“Mudanças climáticas podem inviabilizar soja e gado no Brasil”
EM ENTREVISTA, O CIENTISTA BRASILEIRO PAULO ARTAXO, MEMBRO DO IPCC, COMENTA NOVO RELATÓRIO DO PAINEL DA ONU. DOCUMENTO PREVÊ ALTA DE ATÉ 5,5°C E REDUÇÃO DE 30% DAS CHUVAS EM ÁREAS EXPLORADAS PELO AGRONEGÓCIO NO BRASIL.
A primeira parte do novo relatório do Painel Intergovernamental para Mudanças Climáticas (IPCC), divulgada nesta segunda-feira (09/08), afasta quaisquer dúvidas sobre a causa do aquecimento do planeta. O modo de vida da humanidade, movido à base da queima de combustíveis fósseis, emite gases de efeito estufa que estão levando a um rápido aquecimento do planeta. Até a próxima década, a temperatura média global deve subir 1,5 °C, estima o IPCC.

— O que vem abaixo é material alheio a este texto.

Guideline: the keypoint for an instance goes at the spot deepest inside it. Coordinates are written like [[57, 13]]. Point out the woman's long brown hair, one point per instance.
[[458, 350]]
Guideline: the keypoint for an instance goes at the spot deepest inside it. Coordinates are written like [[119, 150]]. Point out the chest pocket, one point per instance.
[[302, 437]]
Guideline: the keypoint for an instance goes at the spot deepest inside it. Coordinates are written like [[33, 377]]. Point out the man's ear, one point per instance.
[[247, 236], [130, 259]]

Paulo Artaxo, professor do Instituto de Física da Universidade de São Paulo (USP) e membro do IPCC, alerta para os impactos desse cenário no Brasil. Na região central do país, a temperatura pode subir até 5,5 °C, e as chuvas podem cair 30% até o fim do século.
“Esse cenário vai fazer com que áreas onde hoje são produzidas soja e carne possam não ter mais condições de produzir competitivamente daqui a 10, 20, 30 anos”, analisa em entrevista à DW Brasil.

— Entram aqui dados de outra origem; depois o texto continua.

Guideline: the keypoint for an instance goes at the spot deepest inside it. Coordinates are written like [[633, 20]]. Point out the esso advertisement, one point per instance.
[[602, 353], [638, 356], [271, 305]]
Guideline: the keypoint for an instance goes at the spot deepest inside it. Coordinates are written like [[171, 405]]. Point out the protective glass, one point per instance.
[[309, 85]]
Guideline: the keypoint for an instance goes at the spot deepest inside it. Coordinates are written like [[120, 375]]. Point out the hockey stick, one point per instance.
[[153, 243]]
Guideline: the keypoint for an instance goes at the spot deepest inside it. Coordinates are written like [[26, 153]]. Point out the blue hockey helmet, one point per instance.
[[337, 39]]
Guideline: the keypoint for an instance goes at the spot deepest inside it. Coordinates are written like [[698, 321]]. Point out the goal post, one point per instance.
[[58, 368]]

O sexto relatório do IPCC (AR6) será composto por quatro partes. Além da ciência física, divulgada agora, as demais se ocuparão com os impactos, vulnerabilidade e adaptação, mitigação, programadas para serem publicadas em 2022.
DW Brasil: O novo relatório do IPCC reforça o entendimento de que o aquecimento do planeta, que provoca as mudanças climáticas, é causado pelas atividades humanas. Dos pontos abordados no documento sobre os quais não se tinha o mesmo grau de certeza nos relatórios passados, o aumento dos eventos climáticos extremos é um dos com mais avanços?

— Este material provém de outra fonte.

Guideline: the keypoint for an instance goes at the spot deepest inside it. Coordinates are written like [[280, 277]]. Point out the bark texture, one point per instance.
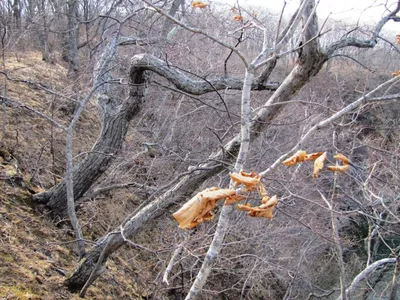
[[115, 122]]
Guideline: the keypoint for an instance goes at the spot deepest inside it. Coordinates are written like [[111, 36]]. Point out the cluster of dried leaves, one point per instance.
[[319, 159], [199, 208]]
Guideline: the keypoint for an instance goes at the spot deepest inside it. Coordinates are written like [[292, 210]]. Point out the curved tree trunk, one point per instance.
[[115, 122], [112, 242], [310, 62]]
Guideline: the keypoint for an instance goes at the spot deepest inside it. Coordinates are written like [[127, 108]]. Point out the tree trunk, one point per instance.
[[70, 52], [111, 243], [115, 122]]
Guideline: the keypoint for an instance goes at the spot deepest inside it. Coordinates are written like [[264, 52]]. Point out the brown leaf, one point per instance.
[[198, 209], [233, 199], [250, 180], [341, 157], [313, 156], [299, 156], [319, 164], [343, 168], [199, 4], [263, 211]]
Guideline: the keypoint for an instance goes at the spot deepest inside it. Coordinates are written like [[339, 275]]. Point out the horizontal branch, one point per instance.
[[194, 87]]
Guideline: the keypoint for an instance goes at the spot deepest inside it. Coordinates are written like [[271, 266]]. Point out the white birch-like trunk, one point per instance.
[[223, 222]]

Paulo Artaxo: É muito claro que o aquecimento do planeta está sendo causado pelas atividades humanas. Não houve nenhum único país, durante os debates sobre aprovação do relatório, que tenha levantado dúvidas sobre essa questão. É um consenso, passamos dessa etapa. Agora é o que fazer, como fazer, quem paga a conta.
Esse relatório trata de vários aspectos que não foram tratados no passado. O primeiro deles, por exemplo, há uma quantificação dos eventos de extremos climáticos. Isso não existia antes.
A gente dizia antes que, aquecendo o planeta, iria aumentar a incidência de eventos climáticos extremos. Esse novo relatório diz que se a gente deixar o planeta aquecer 4 ºC, ondas de calor vão ocorrer 38 vezes mais frequentemente do que ocorreria sem o aquecimento global. É muita coisa.
O documento também faz a vinculação das emissões urbanas e clima global, o que é importante considerando que 80% da população vai viver em áreas urbanas em 2050. Precisamos de políticas públicas para tornar nossas cidades mais eficientes no uso de energia e transporte, mais sustentáveis.
Essa informação chega num momento em que eventos extremos estão trazendo impactos nos dois hemisférios, como as chuvas fortes na Alemanha e a crise hídrica no Brasil, o que já reforça a mensagem do relatório.
Exatamente. O Canadá, por exemplo, não registrava 48 ºC nos últimos 150 anos. Chover em um dia o que chove normalmente em um ano também é inédito.
As enchentes recentes que aconteceram na Alemanha, por exemplo, ocorreram depois de um nível de chuva recorde. Os alemães viram que o aumento de eventos extremos climáticos pode matar pessoas lá também.
E para o Brasil? Os impactos podem ser considerados ainda mais severos?
Um aumento médio se temperatura de 4°C, que é para onde estamos indo com o cenário de emissões, vai fazer com que o Brasil central aumente de temperatura 5,5 °C, com uma redução de chuvas de 30%. Esse cenário vai fazer com que áreas onde hoje são produzidas soja e carne possam não ter mais condições de produzir competitivamente daqui a 10, 20, 30 anos.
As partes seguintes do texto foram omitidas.